Todo el país ha vivido la tragedia de Sigifredo y su familia,
convertido en héroe por sobrevivir a un secuestro aberrante, pasado como
villano ante el mundo con tamaña acusación de complotar en el secuestro y
asesinato de sus compañeros, finalmente pudo demostrar su inocencia porque
todas las pruebas presentadas por el fiscal del caso, no tenían asidero de
veracidad ni de legalidad.
El caso de Sigifredo López me ha hecho revivir uno que padecí en
carne de un hermano mío y cincuenta campesinos más de la Bota Caucana. Muchos
de esos campesinos, quienes pensando que no debían nada ante la ley, regresaron
a sus lugares de vivienda y fueron vilmente asesinados por paramilitares, por
el solo hecho de que la Fiscalía Quinta Especializada de Neiva ordenó su
detención, acusados de auxiliadores de las guerrillas.

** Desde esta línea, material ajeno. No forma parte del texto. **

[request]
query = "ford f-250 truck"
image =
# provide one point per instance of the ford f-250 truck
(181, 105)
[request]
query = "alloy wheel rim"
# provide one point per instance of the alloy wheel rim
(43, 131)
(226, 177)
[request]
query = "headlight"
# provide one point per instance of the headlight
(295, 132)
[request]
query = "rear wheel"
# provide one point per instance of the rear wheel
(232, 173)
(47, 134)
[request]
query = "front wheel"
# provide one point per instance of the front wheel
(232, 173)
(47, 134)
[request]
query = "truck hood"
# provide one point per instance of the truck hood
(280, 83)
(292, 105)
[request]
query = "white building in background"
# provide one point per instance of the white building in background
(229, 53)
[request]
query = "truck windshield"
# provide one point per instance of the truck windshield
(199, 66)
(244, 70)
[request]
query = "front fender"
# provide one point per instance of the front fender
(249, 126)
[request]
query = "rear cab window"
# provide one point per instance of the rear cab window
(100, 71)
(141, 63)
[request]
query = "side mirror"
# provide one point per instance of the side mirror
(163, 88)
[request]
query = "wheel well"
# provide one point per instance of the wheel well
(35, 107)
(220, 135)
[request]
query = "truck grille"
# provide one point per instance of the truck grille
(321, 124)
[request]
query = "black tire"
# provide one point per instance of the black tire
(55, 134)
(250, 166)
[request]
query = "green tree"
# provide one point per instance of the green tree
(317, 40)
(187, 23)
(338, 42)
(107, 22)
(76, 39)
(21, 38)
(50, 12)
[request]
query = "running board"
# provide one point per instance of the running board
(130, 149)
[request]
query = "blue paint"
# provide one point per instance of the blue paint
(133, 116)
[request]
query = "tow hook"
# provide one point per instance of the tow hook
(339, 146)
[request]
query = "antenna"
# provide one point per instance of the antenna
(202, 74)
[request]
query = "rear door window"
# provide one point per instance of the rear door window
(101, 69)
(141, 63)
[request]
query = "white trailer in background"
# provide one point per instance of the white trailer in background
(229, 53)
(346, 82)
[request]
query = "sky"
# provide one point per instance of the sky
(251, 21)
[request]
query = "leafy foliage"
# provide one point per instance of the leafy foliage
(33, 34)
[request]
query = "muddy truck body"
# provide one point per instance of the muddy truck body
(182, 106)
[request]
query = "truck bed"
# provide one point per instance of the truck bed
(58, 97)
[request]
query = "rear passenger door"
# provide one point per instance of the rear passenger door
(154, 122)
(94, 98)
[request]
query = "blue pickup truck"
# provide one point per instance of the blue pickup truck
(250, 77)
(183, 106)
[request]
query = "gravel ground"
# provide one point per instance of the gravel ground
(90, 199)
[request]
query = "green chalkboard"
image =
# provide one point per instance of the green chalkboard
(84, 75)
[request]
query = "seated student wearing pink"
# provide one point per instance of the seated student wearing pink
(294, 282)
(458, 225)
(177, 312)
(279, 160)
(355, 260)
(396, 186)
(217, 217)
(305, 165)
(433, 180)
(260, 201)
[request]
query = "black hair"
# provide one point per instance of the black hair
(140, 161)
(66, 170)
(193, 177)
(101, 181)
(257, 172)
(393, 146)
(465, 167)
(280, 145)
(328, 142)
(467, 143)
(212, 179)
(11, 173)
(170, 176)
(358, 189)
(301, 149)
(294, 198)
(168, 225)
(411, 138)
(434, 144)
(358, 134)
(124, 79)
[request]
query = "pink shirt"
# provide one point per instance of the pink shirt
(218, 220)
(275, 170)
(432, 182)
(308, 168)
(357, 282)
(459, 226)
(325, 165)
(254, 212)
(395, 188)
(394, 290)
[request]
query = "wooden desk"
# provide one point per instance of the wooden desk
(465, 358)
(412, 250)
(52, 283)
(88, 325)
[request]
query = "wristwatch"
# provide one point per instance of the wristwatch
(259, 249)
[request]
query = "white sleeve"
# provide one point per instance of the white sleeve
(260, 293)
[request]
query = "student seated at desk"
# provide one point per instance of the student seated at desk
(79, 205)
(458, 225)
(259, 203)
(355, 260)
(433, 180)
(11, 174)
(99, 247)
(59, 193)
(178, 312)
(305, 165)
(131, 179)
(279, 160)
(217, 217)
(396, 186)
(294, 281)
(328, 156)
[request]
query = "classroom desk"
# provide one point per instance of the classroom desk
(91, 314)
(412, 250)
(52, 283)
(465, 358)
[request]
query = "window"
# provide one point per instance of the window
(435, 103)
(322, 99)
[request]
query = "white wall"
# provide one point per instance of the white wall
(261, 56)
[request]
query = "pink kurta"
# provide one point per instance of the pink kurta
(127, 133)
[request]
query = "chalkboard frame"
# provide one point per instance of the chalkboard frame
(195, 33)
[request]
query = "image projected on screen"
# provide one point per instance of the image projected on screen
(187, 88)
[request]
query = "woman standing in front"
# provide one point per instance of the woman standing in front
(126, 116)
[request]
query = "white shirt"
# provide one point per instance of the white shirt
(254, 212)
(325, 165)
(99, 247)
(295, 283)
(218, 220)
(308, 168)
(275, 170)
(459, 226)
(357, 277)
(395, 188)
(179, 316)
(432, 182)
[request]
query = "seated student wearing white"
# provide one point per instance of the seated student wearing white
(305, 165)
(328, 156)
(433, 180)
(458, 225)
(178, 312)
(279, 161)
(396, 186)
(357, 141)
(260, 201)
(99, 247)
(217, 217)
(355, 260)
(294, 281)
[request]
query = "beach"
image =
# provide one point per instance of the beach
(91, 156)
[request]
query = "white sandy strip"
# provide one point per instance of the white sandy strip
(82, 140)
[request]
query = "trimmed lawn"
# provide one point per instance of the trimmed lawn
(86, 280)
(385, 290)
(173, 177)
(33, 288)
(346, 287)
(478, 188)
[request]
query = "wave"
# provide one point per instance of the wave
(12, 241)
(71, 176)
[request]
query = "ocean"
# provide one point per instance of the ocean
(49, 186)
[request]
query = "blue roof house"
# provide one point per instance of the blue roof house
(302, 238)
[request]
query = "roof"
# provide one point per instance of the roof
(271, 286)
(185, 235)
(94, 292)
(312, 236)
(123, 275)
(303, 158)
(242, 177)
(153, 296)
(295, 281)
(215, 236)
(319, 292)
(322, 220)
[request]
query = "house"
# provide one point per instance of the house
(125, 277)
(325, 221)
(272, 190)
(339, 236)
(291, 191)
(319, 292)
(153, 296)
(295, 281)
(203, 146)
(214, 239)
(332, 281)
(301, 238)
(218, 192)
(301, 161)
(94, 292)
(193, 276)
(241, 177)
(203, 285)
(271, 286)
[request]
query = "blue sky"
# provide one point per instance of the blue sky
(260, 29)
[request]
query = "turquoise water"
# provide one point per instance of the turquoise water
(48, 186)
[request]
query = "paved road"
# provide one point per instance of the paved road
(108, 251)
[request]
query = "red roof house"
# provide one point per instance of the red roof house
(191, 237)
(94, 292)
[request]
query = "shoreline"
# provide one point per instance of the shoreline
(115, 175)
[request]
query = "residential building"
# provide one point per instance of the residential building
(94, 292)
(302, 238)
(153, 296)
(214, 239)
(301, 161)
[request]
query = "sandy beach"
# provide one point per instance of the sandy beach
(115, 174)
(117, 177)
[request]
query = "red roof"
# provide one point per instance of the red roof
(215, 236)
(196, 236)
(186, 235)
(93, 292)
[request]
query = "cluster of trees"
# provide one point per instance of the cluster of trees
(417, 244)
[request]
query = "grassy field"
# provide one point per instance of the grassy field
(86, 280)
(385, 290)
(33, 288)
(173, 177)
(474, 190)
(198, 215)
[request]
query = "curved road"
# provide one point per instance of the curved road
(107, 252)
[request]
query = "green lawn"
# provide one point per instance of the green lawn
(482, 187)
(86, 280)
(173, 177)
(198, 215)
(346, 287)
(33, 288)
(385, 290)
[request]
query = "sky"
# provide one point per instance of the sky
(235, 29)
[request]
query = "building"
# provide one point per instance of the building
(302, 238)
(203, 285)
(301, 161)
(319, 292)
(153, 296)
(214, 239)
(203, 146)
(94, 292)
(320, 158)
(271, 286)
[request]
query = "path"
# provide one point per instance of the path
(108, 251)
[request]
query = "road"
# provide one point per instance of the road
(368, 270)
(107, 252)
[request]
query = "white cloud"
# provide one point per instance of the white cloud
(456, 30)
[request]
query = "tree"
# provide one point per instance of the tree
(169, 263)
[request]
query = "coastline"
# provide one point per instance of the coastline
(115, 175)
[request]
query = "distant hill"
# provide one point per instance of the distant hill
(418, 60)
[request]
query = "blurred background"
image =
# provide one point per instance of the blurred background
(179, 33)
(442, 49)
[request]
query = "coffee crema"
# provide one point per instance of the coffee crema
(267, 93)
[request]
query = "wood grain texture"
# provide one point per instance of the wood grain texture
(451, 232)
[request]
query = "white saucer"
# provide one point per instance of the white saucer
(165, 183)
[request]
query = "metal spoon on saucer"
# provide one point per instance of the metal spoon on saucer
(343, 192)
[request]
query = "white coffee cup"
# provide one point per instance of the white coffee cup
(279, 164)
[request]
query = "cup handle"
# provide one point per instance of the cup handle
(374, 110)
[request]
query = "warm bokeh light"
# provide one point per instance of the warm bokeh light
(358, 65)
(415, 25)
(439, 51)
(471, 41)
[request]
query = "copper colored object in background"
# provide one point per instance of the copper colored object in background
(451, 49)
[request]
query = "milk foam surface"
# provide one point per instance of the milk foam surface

Vi impotente, sabiendo que mi hermano era inocente, cómo lo
detuvieron durante un año, en las aberrantes condiciones de las cárceles colombianas,
solo porque, repito, el Fiscal Quinto Especializado de Neiva se le antojó. Su
fundamento jurídico era el testimonio rendido ante el DAS, no ante autoridad
competente, de un supuesto miliciano (supuesto, porque tampoco había sido miliciano,
y por ello la misma guerrilla lo asesinó), en el sentido de que mi hermano y
cincuenta campesinos más eran colaboradores de grupo subversivo, a cambio de
los pagos hechos por los organismos del Estado por cada “guerrillero” que
denunciara.
No se le ocurrió al señor Fiscal Quinto Especializado de Neiva que
este supuesto miliciano jamás dijo dónde se encontraban sus camaradas, dónde
estaban los campamentos, cuáles eran sus enlaces criminales, sino que señaló
labriegos humildes, y a mi hermano, Concejal del municipio de Santa Rosa, Cauca,
por el partido Liberal, quien había hecho, pese a las amenazas, campaña por el
señor Uribe, y durante toda su vida había defendido el estado de derecho y la
justicia colombiana.
Su encierro hizo que los paramilitares llegaran un día a su finca,
le hurtaran el ganado y hasta las herramientas de labor, y que lo amenazaran de
muerte si no se marchaba de la zona. Ese hecho causó que su familia se
desperdigara, que perdiera la base de sus actividades y que tuviera que
alejarse del entorno de sus amistades. Ese complot, que nos ha perjudicado a
todos, porque bien es sabido cuáles son las consecuencias de ser “pariente” de
un subversivo, finalmente pudo ser desmontado, pero mi hermano, desplazado,
hace dos meses murió casi en la miseria, dependiendo su sustento de la caridad
pública y del escaso apoyo que brinda el estado a los desplazados por la
violencia.
En buena medida la presión por su encarcelamiento, la pérdida de
su dignidad, la pérdida de su moral, de su familia, de sus amigos, de su
soporte económico, descompuso su salud y falleció por un problema
neurovascular, sin que viera hacerse justicia ante uno de los casos más
injustos que se puedan conocer de los falsos testigos y de una justicia que
deja muchas dudas en sus actuaciones. Y porque la guerra siempre apabulla a los
más débiles, y la débil justicia parece que se hubiera extraviado del camino.